Seamanship Quotation

“In political activity, then, men sail a boundless and bottomless sea; there is neither harbour for shelter nor floor for anchorage, neither starting-place nor appointed destination.”
— from Michael Oakeshott's
Political Education” (1951)

Thursday, December 31, 2015

It’s 2015. Big change, heh?

Repeating constantly that the last decade’s threats are still lapping at our shores made Stephen Harper sound like an incumbent Republican: a negligent bore who’d have us waste our treasure and talents fighting ideological demons rather than the real dangers of modern times.

Wide-awake Canadians voted for hard work and real change—a politics that would follow objective evidence and, with fellow Canadians, tackle those problems that the timid avoid and the reactionaries deny.

Better days: Justin Trudeau, a life-affirming insurgent with an insurgent family brand, wins the confidence of young people and swing voters everywhere.

That’s the flattering narrative, and, certainly, an enviable launch for another permanent campaign to re-elect a new government. But, had those voters lost their appetite for the status quo? Were they truly hungry for real change?
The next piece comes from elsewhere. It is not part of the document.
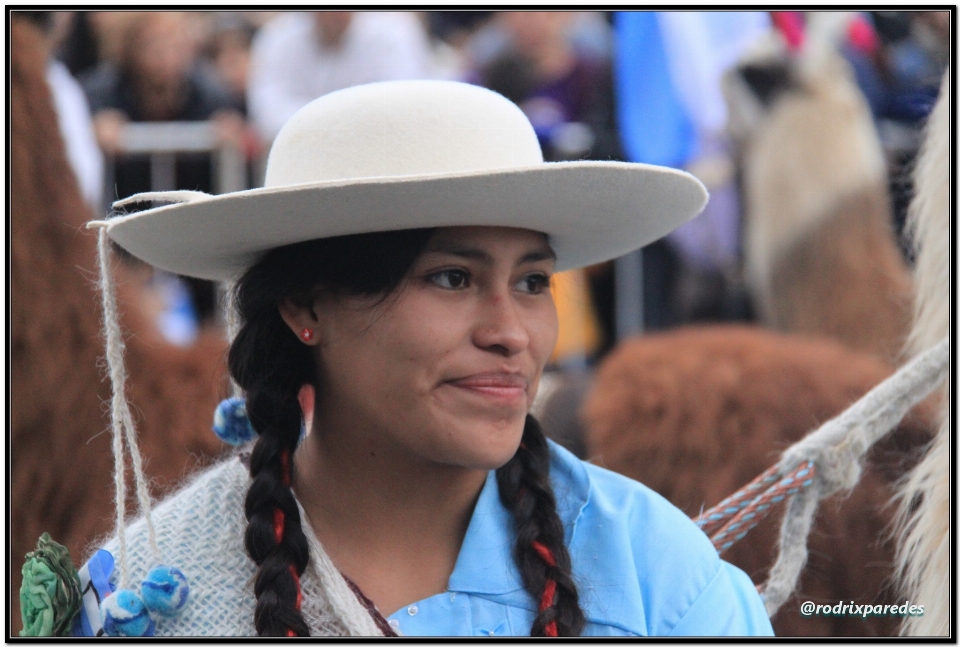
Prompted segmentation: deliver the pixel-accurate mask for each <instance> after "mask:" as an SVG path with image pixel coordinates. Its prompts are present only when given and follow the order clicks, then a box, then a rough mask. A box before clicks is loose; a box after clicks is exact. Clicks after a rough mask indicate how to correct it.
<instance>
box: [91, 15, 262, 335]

Interventionist Canadians voted for a more activist federal government and gave a majority to the one national party that promised to cut income taxes broadly, thereby permanently reducing the revenues that government would receive from 99% of income tax payers.

Reform-minded Canadians responded to calls for a more humble PMO by electing a famous Canadian who alone promised to preserve the PMO’s juiciest prerogative: appointing voting members to Canada’s Senate, its second law-making assembly.

Environmentalist Canadians voted for another PM with no stated national plan to reduce carbon emissions, except for a promise to do better than the doing-nothings. And not one of the three serious contenders hinted at any intention to restrain rising demand for energy-guzzling suburban housing and SUVs.

Internationalist Canadians voted for bigger embassy budgets, personal diplomacy in Washington, and for training others to make war. We’ll be America’s closest ally and the world’s honest broker. (Making our friends and us richer and stronger by ratifying a gigantic trade agreement with Pacific market economies wouldn’t be a ballot issue anywhere, even on Bay Street.)

Brand-conscious Canadians overwhelmingly favored social harmony over limits on religious extremes. They affirmed our liberal comity by upholding the right of one sex to wear masks at citizenship ceremonies.

Bleeding-hearts voted for what will be a two-stage, multiyear national inquiry into missing and murdered Aboriginal women and girls. The mothers and fathers and community politicians that raised these children will help shape the terms of reference of the inquiry. But they will not likely be included in the study as parties to these tragedies, except as lesser victims of colonization.

Millennials and malcontents—whether tired of the monarchy, our chancy dollar, or the avid study of America’s problems at the expense of ours—elected a “traditionalist.”   

So far, there’s no buyer’s remorse.  A discretely conservative country wears its liberal conceits lightly.